A real parent is intuitively aware of their child’s strengths and weaknesses to at and then work on and with them in a way that fits that unique makeup. A parent then sets goals and milestones that challenge yet motivate their child, boosting their child in the right places and prodding them beyond their pain barrier until they inherit their destiny. A parent leader, likewise, is so able to assess their team members personality quirks and traits that they know what task to entrust to whom. They also know whom to push and prod, and whom to cajole and encourage in the process of getting the desired output.

A parent may feel and deal with their child in anger or with sorrow, but never will they give up on them. They will always accept and have a soft corner for their child irrespective of how many times they fail. Till the end, they will never give up on their child but always expect he or she will one day turn around. A parent leader, likewise, is ready to give their subordinate a second chance and in case they fail, they do not mind handing over their protégé to other leaders for his or her betterment.
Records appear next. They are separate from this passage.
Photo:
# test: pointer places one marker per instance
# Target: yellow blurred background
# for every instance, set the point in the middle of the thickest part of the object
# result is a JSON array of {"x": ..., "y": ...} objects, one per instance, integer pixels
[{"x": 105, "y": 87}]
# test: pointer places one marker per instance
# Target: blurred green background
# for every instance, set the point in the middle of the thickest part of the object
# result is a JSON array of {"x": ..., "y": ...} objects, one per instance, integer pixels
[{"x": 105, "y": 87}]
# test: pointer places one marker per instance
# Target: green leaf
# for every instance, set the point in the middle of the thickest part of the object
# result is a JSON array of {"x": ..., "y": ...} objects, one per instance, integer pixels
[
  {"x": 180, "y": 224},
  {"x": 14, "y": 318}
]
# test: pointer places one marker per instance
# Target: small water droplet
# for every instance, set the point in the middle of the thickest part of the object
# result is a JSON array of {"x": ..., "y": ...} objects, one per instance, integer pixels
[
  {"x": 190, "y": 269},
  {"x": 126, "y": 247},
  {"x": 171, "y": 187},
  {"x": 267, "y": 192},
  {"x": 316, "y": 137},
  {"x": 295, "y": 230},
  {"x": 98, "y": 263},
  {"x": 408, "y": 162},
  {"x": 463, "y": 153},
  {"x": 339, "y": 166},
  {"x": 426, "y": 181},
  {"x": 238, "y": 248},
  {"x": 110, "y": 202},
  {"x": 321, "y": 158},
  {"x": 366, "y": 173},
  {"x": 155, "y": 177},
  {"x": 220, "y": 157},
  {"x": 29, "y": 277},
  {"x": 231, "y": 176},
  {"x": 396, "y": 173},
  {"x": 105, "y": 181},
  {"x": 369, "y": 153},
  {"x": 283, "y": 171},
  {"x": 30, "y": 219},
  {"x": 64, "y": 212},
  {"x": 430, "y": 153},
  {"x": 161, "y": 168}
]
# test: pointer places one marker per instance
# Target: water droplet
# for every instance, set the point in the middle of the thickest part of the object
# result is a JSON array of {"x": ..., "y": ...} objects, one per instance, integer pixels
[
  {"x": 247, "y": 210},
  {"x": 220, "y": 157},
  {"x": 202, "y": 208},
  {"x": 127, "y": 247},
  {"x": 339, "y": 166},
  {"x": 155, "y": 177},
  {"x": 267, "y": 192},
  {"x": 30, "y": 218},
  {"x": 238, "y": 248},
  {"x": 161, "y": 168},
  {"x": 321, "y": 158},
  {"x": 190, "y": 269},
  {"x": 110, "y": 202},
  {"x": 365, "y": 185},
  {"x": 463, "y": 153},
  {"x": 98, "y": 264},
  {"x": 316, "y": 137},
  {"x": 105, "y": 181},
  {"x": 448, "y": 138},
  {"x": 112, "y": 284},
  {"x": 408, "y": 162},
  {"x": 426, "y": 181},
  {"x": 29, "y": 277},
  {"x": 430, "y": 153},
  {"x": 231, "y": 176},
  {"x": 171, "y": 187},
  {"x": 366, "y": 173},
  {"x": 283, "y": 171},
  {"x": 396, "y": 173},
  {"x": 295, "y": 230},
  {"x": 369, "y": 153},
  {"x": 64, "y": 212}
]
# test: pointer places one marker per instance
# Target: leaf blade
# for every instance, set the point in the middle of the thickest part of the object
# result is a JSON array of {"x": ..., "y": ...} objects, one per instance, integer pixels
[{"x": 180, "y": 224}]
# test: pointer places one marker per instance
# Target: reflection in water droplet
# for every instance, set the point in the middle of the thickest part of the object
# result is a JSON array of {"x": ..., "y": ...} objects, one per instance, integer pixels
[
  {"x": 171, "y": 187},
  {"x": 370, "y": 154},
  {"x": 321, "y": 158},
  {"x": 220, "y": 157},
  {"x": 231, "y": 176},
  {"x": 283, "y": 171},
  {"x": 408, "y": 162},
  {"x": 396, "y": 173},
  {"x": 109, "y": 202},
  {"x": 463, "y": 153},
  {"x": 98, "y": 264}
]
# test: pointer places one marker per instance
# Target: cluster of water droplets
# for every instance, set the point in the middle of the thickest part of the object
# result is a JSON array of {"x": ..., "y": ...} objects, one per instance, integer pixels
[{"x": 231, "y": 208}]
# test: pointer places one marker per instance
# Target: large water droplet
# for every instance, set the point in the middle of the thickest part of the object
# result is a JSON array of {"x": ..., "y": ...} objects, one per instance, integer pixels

A parent may expect returns or remuneration from their child, not as a right or as a payment for their work in reading them, but more as a token and an acknowledgement of their input in their child’s life. Their child’s growth and progress are all the thanks they need to know that they have been honoured. A parent leader does not feel neglected or sidelined when he is acknowledged for the role he played in his disciple’s achievement but will rest on the fact that his laurels are from the one who sees all and rewards openly.

Finally, a parent is never jealous of or in competition with his or her child, for he knows who he is and what role he has played, even when his child does not accept it. So also, a parent leader is never insecure that he has to fight to gain or hold his own. He rests in the satisfaction of a job well done and trust well completed.

Can there be such parent leaders and will we find them in this world?

Certainly and for sure, because there have been such people of old!

To be a parent leader needs guts, humility and compassion.

Which type of leader are you? What type of leader do you desire to be?